Get Started with TEN Framework in 5 Minutes
A quick start guide to building your first real-time multi-language AI application with TEN Framework. Set up a voice transcription demo using Go, Python, and TypeScript in under 5 minutes.
Building real-time AI applications often means wrestling with complex architectures, language barriers, and integration headaches. The TEN Framework eliminates these pain points by letting you orchestrate multi-language extensions through a unified runtime—and you can have your first app running in under 5 minutes.
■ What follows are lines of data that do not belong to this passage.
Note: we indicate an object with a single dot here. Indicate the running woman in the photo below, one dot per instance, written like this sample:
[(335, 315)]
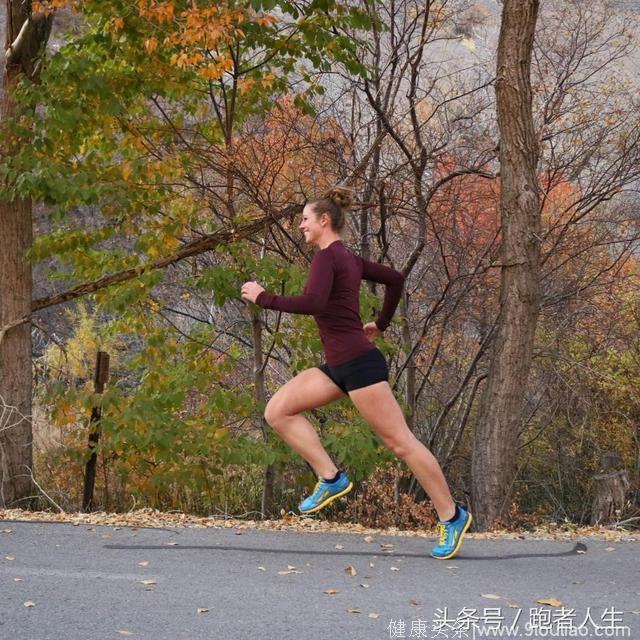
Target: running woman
[(354, 367)]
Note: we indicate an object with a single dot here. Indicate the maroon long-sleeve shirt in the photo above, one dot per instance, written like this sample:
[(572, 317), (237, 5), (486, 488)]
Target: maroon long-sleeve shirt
[(332, 296)]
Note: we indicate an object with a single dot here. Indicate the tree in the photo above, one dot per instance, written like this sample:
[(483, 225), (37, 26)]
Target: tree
[(26, 35), (496, 436)]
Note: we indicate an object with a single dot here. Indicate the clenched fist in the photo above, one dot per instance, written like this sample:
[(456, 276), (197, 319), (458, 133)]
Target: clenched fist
[(250, 291), (371, 330)]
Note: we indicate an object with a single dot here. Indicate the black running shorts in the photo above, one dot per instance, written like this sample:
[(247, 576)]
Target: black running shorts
[(365, 370)]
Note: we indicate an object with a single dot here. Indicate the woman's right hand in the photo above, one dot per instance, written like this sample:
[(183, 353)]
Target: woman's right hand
[(371, 330)]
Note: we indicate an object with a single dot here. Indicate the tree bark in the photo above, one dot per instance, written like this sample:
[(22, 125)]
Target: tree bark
[(25, 37), (496, 436)]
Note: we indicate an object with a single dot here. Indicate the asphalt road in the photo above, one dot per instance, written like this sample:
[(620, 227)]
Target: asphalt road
[(95, 583)]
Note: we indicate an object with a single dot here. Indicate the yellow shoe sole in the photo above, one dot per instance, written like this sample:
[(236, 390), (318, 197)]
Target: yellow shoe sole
[(459, 544), (322, 505)]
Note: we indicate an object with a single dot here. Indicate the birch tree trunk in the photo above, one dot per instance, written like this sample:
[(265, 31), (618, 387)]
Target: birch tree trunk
[(496, 437)]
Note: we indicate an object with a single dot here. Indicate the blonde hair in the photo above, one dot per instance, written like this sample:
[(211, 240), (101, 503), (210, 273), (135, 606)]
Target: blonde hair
[(334, 203)]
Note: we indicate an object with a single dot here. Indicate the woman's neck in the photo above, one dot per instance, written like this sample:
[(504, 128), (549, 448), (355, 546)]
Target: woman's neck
[(324, 242)]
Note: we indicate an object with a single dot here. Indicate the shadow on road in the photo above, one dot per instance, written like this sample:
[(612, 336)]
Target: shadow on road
[(578, 548)]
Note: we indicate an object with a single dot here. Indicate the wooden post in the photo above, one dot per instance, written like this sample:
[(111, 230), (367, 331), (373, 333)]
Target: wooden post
[(99, 380), (611, 486)]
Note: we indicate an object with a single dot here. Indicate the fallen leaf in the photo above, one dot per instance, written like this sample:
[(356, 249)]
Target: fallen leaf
[(552, 602)]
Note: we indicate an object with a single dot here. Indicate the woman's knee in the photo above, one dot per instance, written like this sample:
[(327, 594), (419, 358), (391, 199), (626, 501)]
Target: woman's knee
[(274, 413), (401, 445)]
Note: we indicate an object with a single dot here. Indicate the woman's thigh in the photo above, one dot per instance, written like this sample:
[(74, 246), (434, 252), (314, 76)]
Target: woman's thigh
[(378, 406), (308, 390)]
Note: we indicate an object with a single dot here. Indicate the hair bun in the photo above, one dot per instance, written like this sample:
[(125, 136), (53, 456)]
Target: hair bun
[(342, 196)]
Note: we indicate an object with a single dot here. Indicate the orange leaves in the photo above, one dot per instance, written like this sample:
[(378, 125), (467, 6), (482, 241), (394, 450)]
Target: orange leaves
[(151, 44), (50, 6), (161, 12)]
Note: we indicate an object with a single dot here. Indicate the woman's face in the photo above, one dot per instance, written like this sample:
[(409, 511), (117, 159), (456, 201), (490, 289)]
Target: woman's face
[(312, 226)]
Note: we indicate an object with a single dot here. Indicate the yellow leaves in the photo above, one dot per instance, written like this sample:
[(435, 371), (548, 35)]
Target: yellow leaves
[(265, 19), (267, 80), (184, 59), (215, 70), (245, 85)]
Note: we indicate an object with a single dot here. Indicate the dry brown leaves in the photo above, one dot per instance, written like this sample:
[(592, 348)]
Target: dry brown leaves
[(151, 518)]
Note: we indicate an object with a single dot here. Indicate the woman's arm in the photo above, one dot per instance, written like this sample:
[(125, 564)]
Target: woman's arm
[(317, 290)]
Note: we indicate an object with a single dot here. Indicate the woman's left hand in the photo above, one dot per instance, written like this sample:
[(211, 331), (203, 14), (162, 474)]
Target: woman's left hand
[(371, 330), (250, 291)]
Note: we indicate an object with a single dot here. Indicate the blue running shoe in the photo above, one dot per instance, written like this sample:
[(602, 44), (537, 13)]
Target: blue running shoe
[(451, 535), (325, 493)]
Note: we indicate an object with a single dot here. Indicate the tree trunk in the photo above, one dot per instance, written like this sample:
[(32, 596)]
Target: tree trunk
[(25, 37), (261, 396), (496, 437)]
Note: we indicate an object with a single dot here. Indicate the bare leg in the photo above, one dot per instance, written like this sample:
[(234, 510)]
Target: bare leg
[(379, 408), (308, 390)]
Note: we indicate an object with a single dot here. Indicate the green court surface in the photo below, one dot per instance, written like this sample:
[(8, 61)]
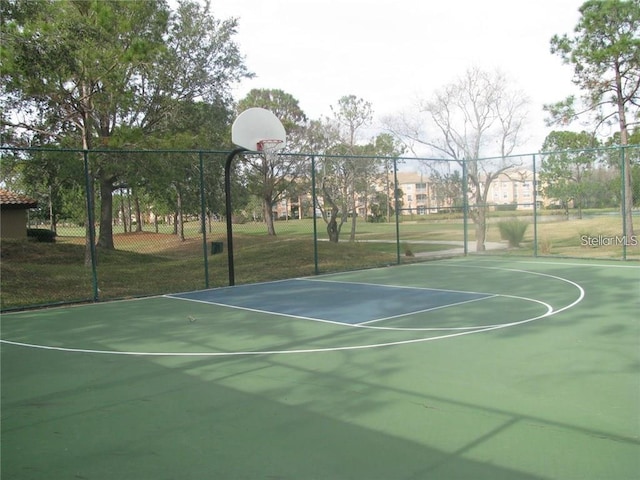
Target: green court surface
[(468, 368)]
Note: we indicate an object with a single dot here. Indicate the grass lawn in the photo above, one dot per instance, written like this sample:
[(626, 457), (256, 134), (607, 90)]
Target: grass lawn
[(150, 263)]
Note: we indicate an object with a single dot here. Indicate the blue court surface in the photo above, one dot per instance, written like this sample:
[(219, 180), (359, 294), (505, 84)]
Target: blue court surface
[(333, 301)]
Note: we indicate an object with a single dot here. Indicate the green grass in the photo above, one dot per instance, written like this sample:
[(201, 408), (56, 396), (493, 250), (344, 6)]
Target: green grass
[(150, 263), (145, 264)]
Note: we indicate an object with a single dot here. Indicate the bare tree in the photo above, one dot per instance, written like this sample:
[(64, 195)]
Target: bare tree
[(477, 116)]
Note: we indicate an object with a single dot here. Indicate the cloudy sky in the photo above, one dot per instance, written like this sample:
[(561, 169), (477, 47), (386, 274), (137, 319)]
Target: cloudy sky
[(392, 52)]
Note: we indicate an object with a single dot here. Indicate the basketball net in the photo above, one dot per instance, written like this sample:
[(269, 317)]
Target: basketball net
[(269, 148)]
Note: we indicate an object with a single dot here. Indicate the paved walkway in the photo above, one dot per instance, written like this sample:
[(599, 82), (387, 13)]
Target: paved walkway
[(457, 247)]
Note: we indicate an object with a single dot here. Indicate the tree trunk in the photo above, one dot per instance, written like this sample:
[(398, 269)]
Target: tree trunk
[(332, 227), (136, 202), (481, 229), (268, 215), (105, 238)]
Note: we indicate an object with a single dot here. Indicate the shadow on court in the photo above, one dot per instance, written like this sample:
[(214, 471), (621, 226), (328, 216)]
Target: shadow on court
[(549, 399), (129, 418)]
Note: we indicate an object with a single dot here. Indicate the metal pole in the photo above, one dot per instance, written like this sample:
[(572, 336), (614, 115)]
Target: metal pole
[(535, 209), (315, 220), (91, 225), (465, 208), (397, 208), (227, 194), (624, 205), (203, 222)]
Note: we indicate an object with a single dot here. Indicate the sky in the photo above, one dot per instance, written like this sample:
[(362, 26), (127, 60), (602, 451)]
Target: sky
[(392, 53)]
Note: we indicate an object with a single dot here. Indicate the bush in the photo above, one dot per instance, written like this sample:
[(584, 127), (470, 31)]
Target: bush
[(513, 231), (506, 207), (41, 235)]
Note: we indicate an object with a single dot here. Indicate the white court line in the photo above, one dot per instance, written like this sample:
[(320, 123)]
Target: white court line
[(256, 310), (410, 287), (327, 349), (422, 311), (476, 327)]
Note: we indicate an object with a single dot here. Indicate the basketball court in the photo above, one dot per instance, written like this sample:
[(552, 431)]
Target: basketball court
[(478, 368)]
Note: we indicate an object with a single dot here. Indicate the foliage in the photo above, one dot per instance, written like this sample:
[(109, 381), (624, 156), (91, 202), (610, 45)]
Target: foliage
[(41, 235), (476, 116), (513, 231), (605, 53), (270, 177), (115, 75), (566, 168)]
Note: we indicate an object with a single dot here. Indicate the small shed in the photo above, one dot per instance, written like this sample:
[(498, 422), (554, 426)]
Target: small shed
[(13, 214)]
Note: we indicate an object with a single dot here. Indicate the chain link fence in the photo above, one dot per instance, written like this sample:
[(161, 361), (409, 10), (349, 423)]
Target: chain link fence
[(139, 223)]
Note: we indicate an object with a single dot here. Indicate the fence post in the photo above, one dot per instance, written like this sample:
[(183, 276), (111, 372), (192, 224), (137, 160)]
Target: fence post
[(228, 207), (465, 208), (314, 200), (535, 208), (203, 221), (397, 208), (91, 226), (624, 204)]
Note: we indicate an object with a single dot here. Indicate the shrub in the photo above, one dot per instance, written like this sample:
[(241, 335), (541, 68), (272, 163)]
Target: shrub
[(513, 231), (41, 235)]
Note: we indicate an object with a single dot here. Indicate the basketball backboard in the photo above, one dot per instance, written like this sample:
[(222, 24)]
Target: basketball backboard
[(256, 125)]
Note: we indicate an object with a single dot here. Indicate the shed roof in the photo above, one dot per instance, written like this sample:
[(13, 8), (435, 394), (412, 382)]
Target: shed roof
[(15, 200)]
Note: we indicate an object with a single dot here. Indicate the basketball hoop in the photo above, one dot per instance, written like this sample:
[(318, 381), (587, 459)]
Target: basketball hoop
[(269, 146)]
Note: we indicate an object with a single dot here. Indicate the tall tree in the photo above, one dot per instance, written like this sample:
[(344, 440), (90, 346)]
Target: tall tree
[(605, 53), (114, 71), (272, 174), (351, 114), (475, 117), (565, 166)]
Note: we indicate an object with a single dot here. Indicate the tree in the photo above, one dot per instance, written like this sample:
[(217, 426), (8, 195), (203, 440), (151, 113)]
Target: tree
[(272, 174), (565, 167), (475, 117), (605, 53), (112, 71), (350, 115)]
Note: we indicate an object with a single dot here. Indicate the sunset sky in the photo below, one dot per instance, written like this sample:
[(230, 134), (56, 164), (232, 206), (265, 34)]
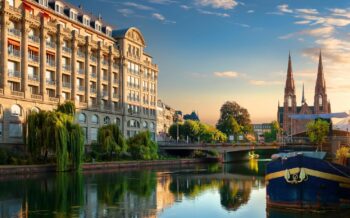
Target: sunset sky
[(211, 51)]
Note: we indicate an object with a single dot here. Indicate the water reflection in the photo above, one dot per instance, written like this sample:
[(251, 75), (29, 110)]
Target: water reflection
[(232, 190)]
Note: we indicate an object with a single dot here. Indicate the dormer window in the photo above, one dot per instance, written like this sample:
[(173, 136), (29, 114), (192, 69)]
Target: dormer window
[(73, 15), (44, 2)]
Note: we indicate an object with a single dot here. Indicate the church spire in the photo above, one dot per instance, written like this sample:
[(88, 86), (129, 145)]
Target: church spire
[(303, 100), (290, 80)]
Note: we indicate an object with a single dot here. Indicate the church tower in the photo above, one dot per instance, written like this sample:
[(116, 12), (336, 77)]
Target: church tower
[(290, 105), (321, 104)]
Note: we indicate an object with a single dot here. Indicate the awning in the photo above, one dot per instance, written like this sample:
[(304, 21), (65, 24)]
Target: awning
[(317, 116)]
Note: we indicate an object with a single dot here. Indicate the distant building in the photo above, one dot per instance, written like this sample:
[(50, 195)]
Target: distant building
[(261, 129), (321, 103), (192, 116)]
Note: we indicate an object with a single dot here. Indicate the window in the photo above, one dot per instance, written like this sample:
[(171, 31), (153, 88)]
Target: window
[(16, 110), (15, 130), (94, 119), (106, 120), (93, 134), (82, 118)]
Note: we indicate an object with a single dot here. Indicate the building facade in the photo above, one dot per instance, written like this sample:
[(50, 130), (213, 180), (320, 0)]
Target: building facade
[(321, 103), (53, 52)]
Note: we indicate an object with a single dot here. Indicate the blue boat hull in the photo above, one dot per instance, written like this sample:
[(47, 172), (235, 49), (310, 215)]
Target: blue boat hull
[(302, 182)]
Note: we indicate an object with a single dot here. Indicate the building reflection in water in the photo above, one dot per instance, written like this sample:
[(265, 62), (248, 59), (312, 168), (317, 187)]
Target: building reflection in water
[(123, 194)]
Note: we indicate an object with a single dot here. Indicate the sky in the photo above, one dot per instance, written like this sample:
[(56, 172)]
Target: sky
[(212, 51)]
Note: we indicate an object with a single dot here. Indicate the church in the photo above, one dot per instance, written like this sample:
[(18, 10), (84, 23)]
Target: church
[(321, 102)]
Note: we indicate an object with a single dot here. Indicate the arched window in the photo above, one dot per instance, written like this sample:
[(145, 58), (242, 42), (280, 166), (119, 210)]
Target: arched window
[(320, 100), (106, 120), (94, 119), (117, 121), (82, 118), (151, 126), (16, 110), (145, 124), (35, 110)]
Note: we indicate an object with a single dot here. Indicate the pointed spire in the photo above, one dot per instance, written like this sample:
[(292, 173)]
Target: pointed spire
[(290, 80), (320, 81), (303, 100)]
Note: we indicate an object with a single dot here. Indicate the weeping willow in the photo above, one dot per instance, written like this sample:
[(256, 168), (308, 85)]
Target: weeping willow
[(111, 140), (56, 131)]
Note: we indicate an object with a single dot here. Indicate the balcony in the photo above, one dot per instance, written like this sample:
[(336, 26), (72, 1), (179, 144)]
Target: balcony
[(14, 53), (81, 71), (81, 88), (34, 39), (14, 73), (66, 84), (51, 45), (93, 59), (81, 54), (92, 90), (33, 58), (66, 50), (66, 67), (34, 78), (15, 32), (50, 63), (93, 75), (36, 97), (17, 93), (50, 82)]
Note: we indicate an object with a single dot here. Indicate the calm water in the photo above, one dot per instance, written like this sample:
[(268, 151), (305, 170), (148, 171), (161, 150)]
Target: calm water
[(231, 190)]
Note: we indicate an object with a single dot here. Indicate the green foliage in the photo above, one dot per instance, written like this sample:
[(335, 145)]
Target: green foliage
[(141, 147), (239, 114), (110, 141), (271, 136), (197, 130), (317, 131), (56, 131)]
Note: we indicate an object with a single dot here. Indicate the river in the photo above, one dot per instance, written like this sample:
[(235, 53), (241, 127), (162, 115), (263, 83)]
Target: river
[(203, 191)]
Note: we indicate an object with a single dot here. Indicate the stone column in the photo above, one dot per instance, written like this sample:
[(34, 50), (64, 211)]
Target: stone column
[(4, 48), (87, 70), (24, 52), (110, 77), (74, 67), (59, 41), (99, 74), (43, 33)]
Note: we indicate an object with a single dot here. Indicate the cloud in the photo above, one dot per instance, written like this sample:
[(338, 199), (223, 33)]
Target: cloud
[(126, 12), (186, 7), (307, 11), (138, 6), (265, 82), (213, 13), (158, 16), (226, 74), (221, 4), (284, 8)]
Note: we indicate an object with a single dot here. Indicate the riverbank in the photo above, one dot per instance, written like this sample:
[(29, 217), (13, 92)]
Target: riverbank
[(47, 168)]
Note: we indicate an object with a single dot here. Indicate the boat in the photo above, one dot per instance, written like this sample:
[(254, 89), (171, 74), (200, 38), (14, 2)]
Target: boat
[(304, 180), (252, 155)]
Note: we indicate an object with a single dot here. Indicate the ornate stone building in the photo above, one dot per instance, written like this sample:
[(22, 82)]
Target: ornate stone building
[(321, 103), (52, 51)]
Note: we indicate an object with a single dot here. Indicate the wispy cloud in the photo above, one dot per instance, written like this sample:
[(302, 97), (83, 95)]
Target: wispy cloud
[(222, 4), (138, 6), (213, 13), (226, 74)]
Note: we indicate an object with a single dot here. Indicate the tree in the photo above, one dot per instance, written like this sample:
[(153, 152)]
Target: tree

This guide walks through the quick start process using the transcriber demo, a real-world example that showcases Go for WebSocket handling, Python for speech recognition, and TypeScript for subtitle generation—all working together seamlessly.
Why TEN Framework?
Before diving into the setup, here's what makes TEN different:
Multi-Language by Design → Use the best tool for each job: Go for networking, Python for AI, TypeScript for UI logic
Real-Time First → Built-in support for audio/video streaming and low-latency data flows
Extension-Based → Modular architecture lets you swap components without rewriting your entire stack
Production Ready → Handles cross-language communication, memory management, and concurrency out of the box
The framework abstracts away the complexity of multi-language orchestration while preserving the performance characteristics of each language.
System Requirements
Before you begin, verify your system meets these requirements:
Supported Platforms
Linux (x64)
macOS Intel (x64)
macOS Apple Silicon (arm64)
Required Software
Python 3.10 → For AI extensions and speech processing
Go 1.20+ → For WebSocket and networking extensions
Node.js & npm → For frontend and TypeScript extensions
Quick Verification
Run these commands to check your setup:
python --version # Should show 3.10.x
go version # Should show 1.20 or higher
node --version # Should show recent version
Python Environment Setup
The guide recommends using virtual environments to avoid conflicts with system Python. You can use either pyenv or venv:
# Using pyenv
pyenv install 3.10
pyenv local 3.10
# Or using venv
python3.10 -m venv .venv
source .venv/bin/activate
Installation Process
Step 1: Install TEN Manager
The TEN Manager handles project creation, dependency management, and builds. Install it with a single command:
curl -fsSL https://get.theten.ai/install.sh | bash
After installation, verify it's in your PATH:
tman --version
If the command isn't found, add /usr/local/bin to your PATH:
export PATH="/usr/local/bin:$PATH"
echo 'export PATH="/usr/local/bin:$PATH"' >> ~/.bashrc # or ~/.zshrc
Step 2: Create Your First Project
Now generate the transcriber demo application:
tman create transcriber_demo
cd transcriber_demo
This scaffolds a complete project structure with all necessary configuration files, extension definitions, and the multi-language runtime graph.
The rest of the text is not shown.